AIG shed $833 million in workers’ comp net premiums written last year, or 35% of its $2.35 billion total in 2015.

Meanwhile, carriers that receive half or more of their net written premiums from workers’ comp, including state funds, picked up $1.6 billion in net premiums written in 2016, reaching a total of $24.8 billion. The group has increased its share of the U.S. workers’ comp market from 33.8% in 2010 to 44.8% in 2016, the report said.

The group, which A.M. Best calls its workers’ compensation composite, includes about 250 companies.

“As some of the larger writers have decreased their exposure to the workers’ compensation line of business, specialist writers (included in the WCC) have assumed this business,” analysts Bobby Skrabal and Carl Altenburg wrote in the report.

Nationwide, the U.S. workers’ compensation sector reported a record high $58.5 billion in direct premiums written in 2016, according to the report. But growth is slowing, the analysts said, due to work comp rates that have been steadily falling since the beginning of 2015. In addition, the industry has increased its use of reinsurance for the workers’ compensation line since the 2008 financial crisis, ceding nearly 50% more of the business than before the recession.

Workers’ comp loss experience has improved in recent years and the combined ratio was a profitable 95.5% in 2016, the rating agency said.

In terms of workers’ comp market share, the A.M. Best report lists the Travelers Group and Hartford Insurance Group as the No. 1 and 2 companies, respectively, in 2016. That’s the same result reported by the National Association of Insurance Commissioners, which ranks the companies by direct premiums written rather than net premiums written.

Liberty Mutual, like AIG, has been sliding down in workers’ comp market share, ranking No. 8 last year in the NAIC report, compared to No. 7 in 2015 and No. 4 in 2014. According to the A.M. Best report, Liberty Mutual lost 1.7% of workers’ comp net premiums written in 2016, or $34 million — a much smaller amount than the decrease seen at AIG.

The workers’ comp market share held by AIG might be expected to fall even further. The company announced this week that it is eliminating a separate commercial insurance segment, and the segment’s chief executive officer, Rob Schimek, is leaving at the end of October. Commercial insurance will instead be one piece of a new general insurance segment under the restructuring at AIG.

Companies that saw the biggest percentage gains in workers’ comp net premiums written last year were Berkshire Hathaway Insurance Group, which grew 13%, to $2.36 billion, and AmTrust Group, where net premiums written increased 17.9%, to $1.36 billion, according to the A.M. Best report.

Privately held ICW Group increased net premiums written by 12.8% last year, to $912 million.

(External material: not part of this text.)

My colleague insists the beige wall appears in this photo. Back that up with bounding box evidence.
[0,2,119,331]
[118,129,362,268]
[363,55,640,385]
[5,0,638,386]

The San Diego-based company is included in A.M. Best’s workers’ comp composite group.

A.M. Best also analyzed the private carriers in its workers’ compensation composite, excluding the state funds.

The private carriers have increased their workers’ compensation net premiums by about $5 billion from 2012 to 2016 and increased their market share of total private workers’ compensation net premiums by almost 7%.

Those carriers have improved their loss and loss-adjustment expense ratio by 12.5 points, resulting in a nearly 8-point advantage over carriers not in the composite group, i.e., those for which workers’ comp accounts for less than half of net premiums written.

Private carriers in the composite group also improved their expense ratio and ended up with a combined ratio of 87.3% last year, compared to 95% for carriers outside the group.

A.M. Best currently has a negative outlook for the U.S. commercial lines segment, of which workers’ compensation is the largest component, as workers’ comp insurers remain under pressure due to decreasing rates and increasing competition. 

A decline in injury frequency and the use of technology greatly benefitted companies’ bottom lines in 2016, A.M. Best said. And unemployment has decreased steadily from a peak of 9.6% in 2010. Growth in the workforce generally means an increase in work comp premiums.

“However, A.M. Best notes that long unemployment rate declines are typically followed by sharp spikes in unemployment, and believes that workers’ compensation writers should expect payroll and premium growth to halt sooner rather than later unless wage growth accelerates,” the analysts said.